Poet Percy Bysshe Shelley felt inspired to write the poem "Ozymandias" due to archeological discoveries being made in Egypt as a result of Napoleon's defeat of Egypt in 1798, nearly 20 years before Shelley wrote the poem. One evening in 1817, Shelley recalled Roman historian Diodorus Siculus's description of a statue of Ozymandias with an inscription (Poem Guide, "Percy Bysshe Shelley: "Ozymandias" A Poem to Outlast Empires"). Ozymandias is also known as Ramses II, an Egyptian pharaoh famous as a warrior for reconquering land that had been previously lost to the Egyptian Empire in older battles (Encyclopaedia Britannica, "Ramses II"). Historian Siculus described the inscription on Ramses II's statue as having read, "King of Kings Ozymandias am I. If any want to know how great I am and where I lie, let him outdo me in my work" (Poem Guide). However, neither the statue nor the inscription described by Siculus have survived. Regardless, it is Siculus's description that served as Shelley's inspiration for a poem about past days of glory that now exist only in a state of decay. Since the poem reflects on Ozymandias's old days of glory that our now decayed and forgotten, we can easily see how the poem also reflects change.

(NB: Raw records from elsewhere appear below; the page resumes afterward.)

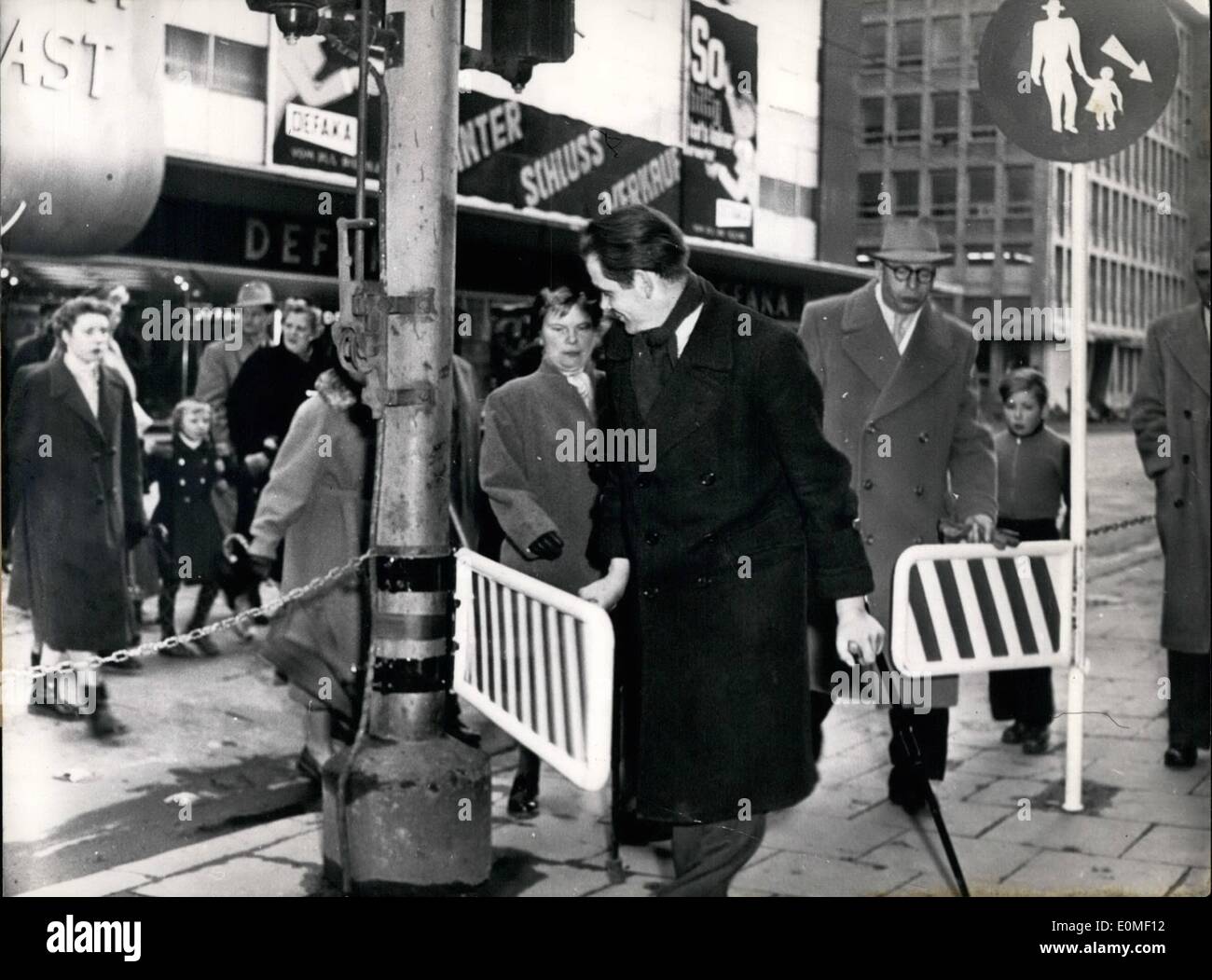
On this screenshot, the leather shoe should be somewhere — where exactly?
[1163,745,1196,769]
[888,766,926,816]
[505,775,538,816]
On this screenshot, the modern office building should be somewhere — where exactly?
[820,0,1208,414]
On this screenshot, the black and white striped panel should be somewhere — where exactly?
[892,541,1073,677]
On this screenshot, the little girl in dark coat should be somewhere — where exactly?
[148,398,226,656]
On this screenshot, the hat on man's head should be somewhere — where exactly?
[235,279,275,306]
[875,218,953,265]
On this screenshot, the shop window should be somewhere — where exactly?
[211,37,266,102]
[930,17,964,68]
[930,92,960,146]
[897,21,921,68]
[969,166,995,218]
[1006,164,1035,214]
[930,170,957,217]
[861,96,885,145]
[892,170,920,216]
[863,24,888,68]
[892,96,921,143]
[164,24,211,85]
[164,24,267,102]
[858,173,884,218]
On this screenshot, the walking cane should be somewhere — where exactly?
[876,654,972,899]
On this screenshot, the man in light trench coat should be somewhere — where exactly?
[1132,242,1212,769]
[800,218,998,812]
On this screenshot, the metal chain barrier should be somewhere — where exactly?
[1086,515,1154,537]
[4,551,373,681]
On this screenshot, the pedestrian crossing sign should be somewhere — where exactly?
[891,541,1073,677]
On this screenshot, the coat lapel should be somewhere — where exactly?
[633,283,736,452]
[1166,303,1212,394]
[872,302,957,419]
[51,358,108,443]
[841,282,902,392]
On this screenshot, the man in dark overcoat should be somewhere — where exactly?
[1132,242,1212,769]
[800,219,998,812]
[579,205,884,896]
[7,298,146,735]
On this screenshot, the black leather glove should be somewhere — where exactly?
[126,520,148,551]
[526,531,564,561]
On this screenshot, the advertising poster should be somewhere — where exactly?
[682,1,759,245]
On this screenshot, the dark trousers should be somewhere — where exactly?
[989,667,1057,727]
[1166,650,1212,749]
[516,745,543,795]
[888,705,952,780]
[657,814,766,899]
[989,517,1061,727]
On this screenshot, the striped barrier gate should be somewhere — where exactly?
[889,541,1073,677]
[455,548,614,791]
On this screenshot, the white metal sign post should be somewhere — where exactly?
[979,0,1178,812]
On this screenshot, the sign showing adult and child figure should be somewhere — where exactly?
[979,0,1178,162]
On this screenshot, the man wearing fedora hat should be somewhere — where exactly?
[800,218,998,812]
[194,279,276,638]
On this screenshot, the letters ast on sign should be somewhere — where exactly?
[143,299,243,351]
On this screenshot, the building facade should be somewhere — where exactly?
[0,0,863,412]
[820,0,1208,414]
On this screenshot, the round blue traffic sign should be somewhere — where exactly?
[979,0,1178,162]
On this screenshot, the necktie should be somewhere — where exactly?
[631,273,704,419]
[567,371,594,412]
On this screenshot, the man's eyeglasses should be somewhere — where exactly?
[884,262,937,286]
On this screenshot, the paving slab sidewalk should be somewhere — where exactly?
[14,553,1212,898]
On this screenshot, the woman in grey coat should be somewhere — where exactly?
[480,286,601,816]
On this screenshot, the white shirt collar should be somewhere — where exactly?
[674,303,703,356]
[875,283,930,354]
[63,351,101,384]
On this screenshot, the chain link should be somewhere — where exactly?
[4,551,375,681]
[1086,515,1154,537]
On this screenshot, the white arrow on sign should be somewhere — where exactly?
[1098,34,1152,81]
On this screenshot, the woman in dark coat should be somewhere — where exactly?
[227,299,328,604]
[7,298,146,735]
[480,287,601,815]
[148,398,226,656]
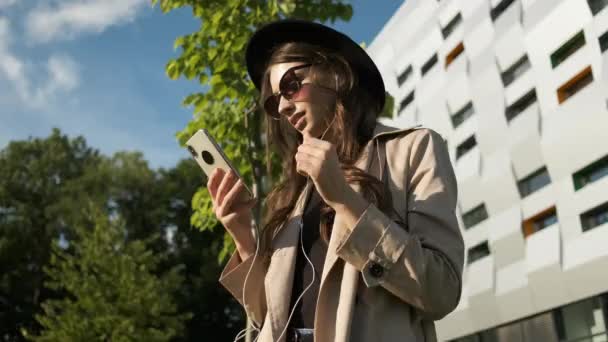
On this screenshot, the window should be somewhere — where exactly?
[451,101,475,128]
[522,206,557,237]
[505,88,536,122]
[462,203,488,229]
[397,65,412,86]
[450,293,608,342]
[587,0,608,15]
[599,31,608,52]
[572,155,608,190]
[420,54,437,75]
[551,30,585,68]
[580,202,608,232]
[441,12,462,38]
[517,166,551,198]
[500,55,530,87]
[467,241,490,264]
[445,42,464,68]
[397,90,414,113]
[557,65,593,103]
[490,0,514,21]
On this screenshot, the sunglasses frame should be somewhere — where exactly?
[263,63,336,120]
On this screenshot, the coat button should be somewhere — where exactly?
[369,262,384,278]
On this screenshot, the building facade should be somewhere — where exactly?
[368,0,608,342]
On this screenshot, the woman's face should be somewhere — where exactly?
[270,62,336,138]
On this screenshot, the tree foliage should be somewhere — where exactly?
[152,0,352,261]
[23,206,190,341]
[0,130,244,341]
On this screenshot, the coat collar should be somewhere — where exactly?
[264,122,420,341]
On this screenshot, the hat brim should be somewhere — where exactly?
[245,19,385,111]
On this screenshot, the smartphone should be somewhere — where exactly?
[186,128,253,201]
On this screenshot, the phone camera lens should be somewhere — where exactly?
[188,145,196,158]
[201,151,214,165]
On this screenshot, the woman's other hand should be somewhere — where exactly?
[295,134,353,209]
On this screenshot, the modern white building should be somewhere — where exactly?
[368,0,608,342]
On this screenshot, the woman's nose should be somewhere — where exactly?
[278,96,296,116]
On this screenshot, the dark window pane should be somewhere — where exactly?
[572,155,608,190]
[505,88,536,122]
[551,30,585,68]
[580,202,608,231]
[501,55,530,87]
[517,167,551,198]
[467,241,490,264]
[462,203,488,229]
[587,0,608,15]
[441,12,462,38]
[554,297,606,342]
[490,0,514,21]
[599,31,608,52]
[420,54,437,76]
[398,90,414,113]
[534,212,557,231]
[451,102,475,128]
[456,135,477,159]
[397,65,412,86]
[557,66,593,103]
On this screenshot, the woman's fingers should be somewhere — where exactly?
[218,179,244,217]
[215,171,236,207]
[207,168,223,201]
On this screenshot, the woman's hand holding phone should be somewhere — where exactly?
[207,168,257,260]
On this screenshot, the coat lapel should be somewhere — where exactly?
[264,122,420,342]
[320,122,420,288]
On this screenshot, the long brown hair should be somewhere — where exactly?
[260,42,392,248]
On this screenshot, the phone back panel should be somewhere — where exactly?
[186,129,251,195]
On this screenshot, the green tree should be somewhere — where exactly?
[26,206,190,341]
[0,130,106,340]
[158,159,245,341]
[151,0,352,261]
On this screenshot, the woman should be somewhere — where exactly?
[207,20,464,342]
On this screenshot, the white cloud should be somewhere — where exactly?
[25,0,151,43]
[0,17,79,108]
[0,0,17,8]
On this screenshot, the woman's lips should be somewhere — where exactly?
[295,115,306,130]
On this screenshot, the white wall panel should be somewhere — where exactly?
[369,0,608,340]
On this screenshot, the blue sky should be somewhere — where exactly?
[0,0,402,168]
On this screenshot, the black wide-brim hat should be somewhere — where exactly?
[245,19,385,111]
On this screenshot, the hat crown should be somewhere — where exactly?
[245,19,385,112]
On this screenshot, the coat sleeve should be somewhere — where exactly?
[219,244,270,328]
[336,129,464,320]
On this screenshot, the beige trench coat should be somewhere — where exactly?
[220,123,464,342]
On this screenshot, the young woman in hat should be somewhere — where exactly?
[207,20,464,342]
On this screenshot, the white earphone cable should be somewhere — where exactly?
[234,114,336,342]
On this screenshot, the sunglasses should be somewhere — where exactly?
[264,63,335,120]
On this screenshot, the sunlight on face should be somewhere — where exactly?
[270,62,335,137]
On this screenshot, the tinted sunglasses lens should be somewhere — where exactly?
[264,95,280,118]
[279,70,300,99]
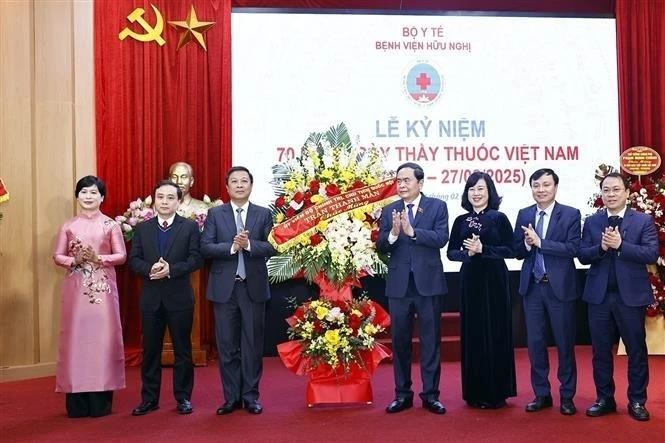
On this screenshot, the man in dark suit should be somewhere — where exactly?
[377,163,448,414]
[514,168,581,415]
[201,166,275,415]
[129,180,203,415]
[580,172,658,421]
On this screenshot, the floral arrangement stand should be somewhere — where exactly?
[268,123,396,407]
[277,275,391,408]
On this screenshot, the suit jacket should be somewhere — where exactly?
[201,203,275,303]
[129,215,203,312]
[377,194,448,297]
[579,208,658,306]
[513,202,581,301]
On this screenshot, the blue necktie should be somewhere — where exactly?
[406,203,415,226]
[533,211,545,281]
[236,208,246,278]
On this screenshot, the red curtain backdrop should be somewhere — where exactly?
[94,0,231,362]
[616,0,665,177]
[94,0,665,355]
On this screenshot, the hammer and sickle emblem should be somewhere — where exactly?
[118,4,166,46]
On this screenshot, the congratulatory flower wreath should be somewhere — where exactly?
[268,123,395,289]
[268,123,396,398]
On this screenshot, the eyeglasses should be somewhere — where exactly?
[395,177,414,185]
[602,186,626,195]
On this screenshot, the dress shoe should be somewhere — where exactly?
[245,400,263,415]
[132,400,159,415]
[628,401,650,421]
[559,398,577,415]
[217,400,242,415]
[423,400,446,414]
[586,398,617,417]
[386,397,413,414]
[524,395,552,412]
[176,400,194,415]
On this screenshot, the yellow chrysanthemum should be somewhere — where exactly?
[325,329,340,346]
[284,180,296,192]
[316,306,328,320]
[321,168,335,180]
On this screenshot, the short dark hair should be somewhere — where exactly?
[600,172,630,189]
[395,162,425,181]
[226,166,254,185]
[74,175,106,198]
[152,180,182,202]
[529,168,559,186]
[462,171,503,212]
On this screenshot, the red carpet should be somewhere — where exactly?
[0,347,665,443]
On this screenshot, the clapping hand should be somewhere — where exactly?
[233,229,249,251]
[463,234,483,257]
[522,223,540,248]
[150,257,171,280]
[600,226,622,251]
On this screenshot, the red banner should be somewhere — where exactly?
[268,179,397,252]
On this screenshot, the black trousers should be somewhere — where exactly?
[141,304,194,403]
[65,391,113,418]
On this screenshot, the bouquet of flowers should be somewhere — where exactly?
[115,195,155,241]
[288,297,389,373]
[268,123,395,288]
[68,236,113,305]
[115,194,222,241]
[589,172,665,317]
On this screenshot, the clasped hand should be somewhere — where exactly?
[74,245,100,265]
[233,229,249,252]
[463,234,483,257]
[600,226,622,251]
[150,257,171,280]
[522,223,540,248]
[390,209,416,237]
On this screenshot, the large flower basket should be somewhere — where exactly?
[277,275,391,407]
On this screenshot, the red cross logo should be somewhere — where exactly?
[416,72,432,91]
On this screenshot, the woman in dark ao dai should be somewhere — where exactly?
[448,172,517,409]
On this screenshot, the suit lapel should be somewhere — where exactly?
[222,203,238,236]
[402,194,429,228]
[245,203,257,233]
[164,214,183,261]
[545,202,561,239]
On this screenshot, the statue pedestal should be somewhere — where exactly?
[162,270,208,366]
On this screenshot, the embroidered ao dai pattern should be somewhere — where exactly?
[448,209,517,407]
[53,212,127,393]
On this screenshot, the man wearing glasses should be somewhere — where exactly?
[579,172,658,421]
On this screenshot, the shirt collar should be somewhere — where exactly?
[607,206,628,219]
[157,214,175,226]
[404,194,423,211]
[230,200,249,214]
[536,201,556,217]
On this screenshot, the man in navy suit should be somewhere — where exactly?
[201,166,275,415]
[377,163,448,414]
[580,172,658,421]
[129,180,203,415]
[514,168,581,415]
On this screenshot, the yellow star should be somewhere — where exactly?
[169,5,215,51]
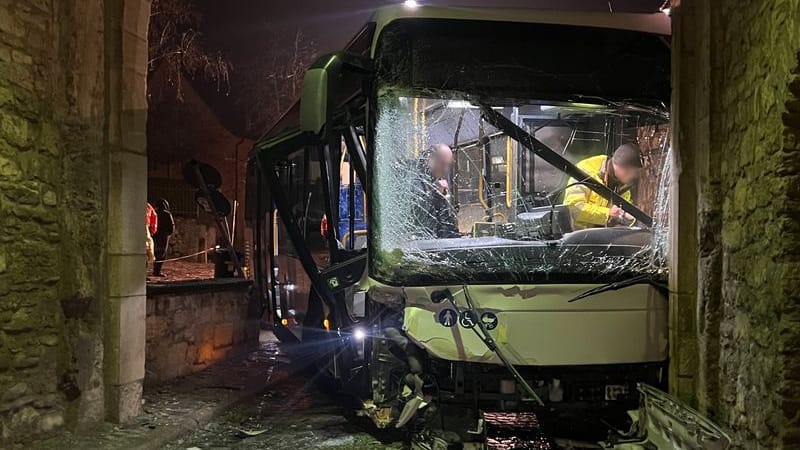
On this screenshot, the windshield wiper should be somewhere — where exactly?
[569,274,669,303]
[477,102,653,228]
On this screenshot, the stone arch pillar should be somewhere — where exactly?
[104,0,150,422]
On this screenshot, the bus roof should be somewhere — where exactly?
[371,4,672,55]
[262,4,672,139]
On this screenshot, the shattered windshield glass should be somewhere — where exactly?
[371,93,670,285]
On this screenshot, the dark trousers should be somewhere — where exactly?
[153,233,169,275]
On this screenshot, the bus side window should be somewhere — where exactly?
[273,148,330,323]
[337,143,367,250]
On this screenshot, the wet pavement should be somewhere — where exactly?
[159,338,404,450]
[25,332,576,450]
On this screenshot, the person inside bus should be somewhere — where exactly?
[564,143,642,230]
[416,143,461,238]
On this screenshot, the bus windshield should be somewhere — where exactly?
[371,93,670,285]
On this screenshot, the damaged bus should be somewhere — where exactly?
[247,6,727,448]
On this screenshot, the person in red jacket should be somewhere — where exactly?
[144,203,158,262]
[145,203,158,236]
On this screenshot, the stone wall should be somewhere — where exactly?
[0,0,149,447]
[673,0,800,448]
[0,0,106,446]
[145,281,260,384]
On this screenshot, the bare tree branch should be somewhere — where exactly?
[148,0,232,103]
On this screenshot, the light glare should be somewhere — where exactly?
[353,328,367,341]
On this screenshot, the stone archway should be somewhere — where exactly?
[104,0,150,421]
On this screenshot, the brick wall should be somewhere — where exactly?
[145,282,260,384]
[673,0,800,448]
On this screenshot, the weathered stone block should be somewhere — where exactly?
[214,323,233,349]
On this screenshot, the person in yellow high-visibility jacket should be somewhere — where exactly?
[564,144,642,230]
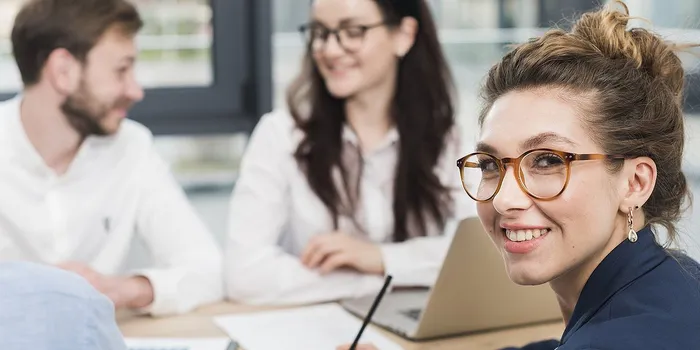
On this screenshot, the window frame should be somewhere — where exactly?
[0,0,272,135]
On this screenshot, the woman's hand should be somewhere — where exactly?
[301,232,384,275]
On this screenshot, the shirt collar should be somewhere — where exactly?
[562,226,668,343]
[342,123,399,151]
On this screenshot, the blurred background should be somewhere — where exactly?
[0,0,700,265]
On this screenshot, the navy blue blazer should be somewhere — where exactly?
[508,227,700,350]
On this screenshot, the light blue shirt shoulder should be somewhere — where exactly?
[0,262,126,350]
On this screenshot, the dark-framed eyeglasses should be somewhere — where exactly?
[299,21,388,52]
[457,148,628,202]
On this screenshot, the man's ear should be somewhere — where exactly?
[394,17,419,57]
[619,157,657,213]
[42,48,82,95]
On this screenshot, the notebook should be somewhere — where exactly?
[125,338,237,350]
[214,304,402,350]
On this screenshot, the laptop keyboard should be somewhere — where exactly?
[401,309,423,321]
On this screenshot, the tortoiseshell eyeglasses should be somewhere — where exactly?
[457,148,627,202]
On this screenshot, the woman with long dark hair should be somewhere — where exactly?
[226,0,476,303]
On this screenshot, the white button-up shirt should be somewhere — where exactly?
[225,111,476,303]
[0,97,223,315]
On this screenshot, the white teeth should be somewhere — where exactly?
[506,228,549,242]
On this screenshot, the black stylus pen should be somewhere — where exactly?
[350,275,391,350]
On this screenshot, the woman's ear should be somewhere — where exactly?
[619,157,657,213]
[395,17,418,57]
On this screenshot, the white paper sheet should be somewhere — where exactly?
[214,304,402,350]
[125,338,231,350]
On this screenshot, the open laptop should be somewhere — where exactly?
[340,218,562,340]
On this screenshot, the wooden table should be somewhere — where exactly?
[117,303,564,350]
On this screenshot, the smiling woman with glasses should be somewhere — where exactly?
[457,148,625,202]
[448,1,700,350]
[226,0,476,304]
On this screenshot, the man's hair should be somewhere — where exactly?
[12,0,143,86]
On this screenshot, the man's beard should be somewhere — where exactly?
[61,81,131,139]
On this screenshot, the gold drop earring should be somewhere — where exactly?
[627,206,639,243]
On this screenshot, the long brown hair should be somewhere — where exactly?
[287,0,454,242]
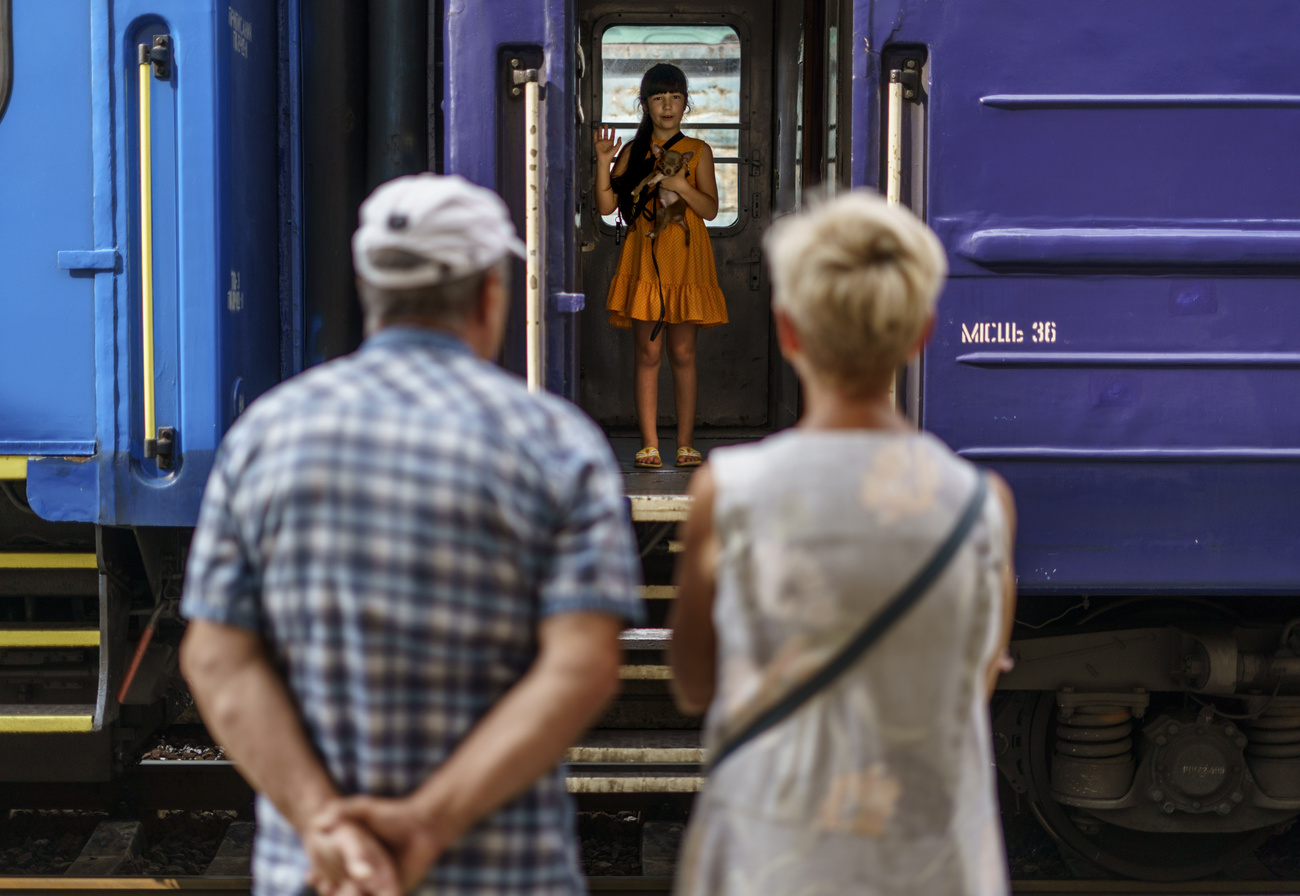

The theme of forgotten days of glory is especially captured in Shelley's own made-up version of the inscription Siculus described. Shelley's own version is seen in the last four lines:
Look on my Works, ye Mighty, and despair!
Nothing beside remains. Round the decay
Of that colossal Wreck, boundless and bare
The lone and level sands stretch far away!
In these lines, Shelley is quoting the inscription as saying that even the greatest works, such as the "mighty" works of Ramses II are worth nothing more than "despair" because, as time marches on, nothing remains of those works. All that can be seen of those works is "sands stretch far away." Since time has destroyed the evidence of Ozymandias's, or Ramses II's, brave works as a warrior, we can easily see how the poem reflects the theme of change over time, or even more specifically, the theme of destruction over time.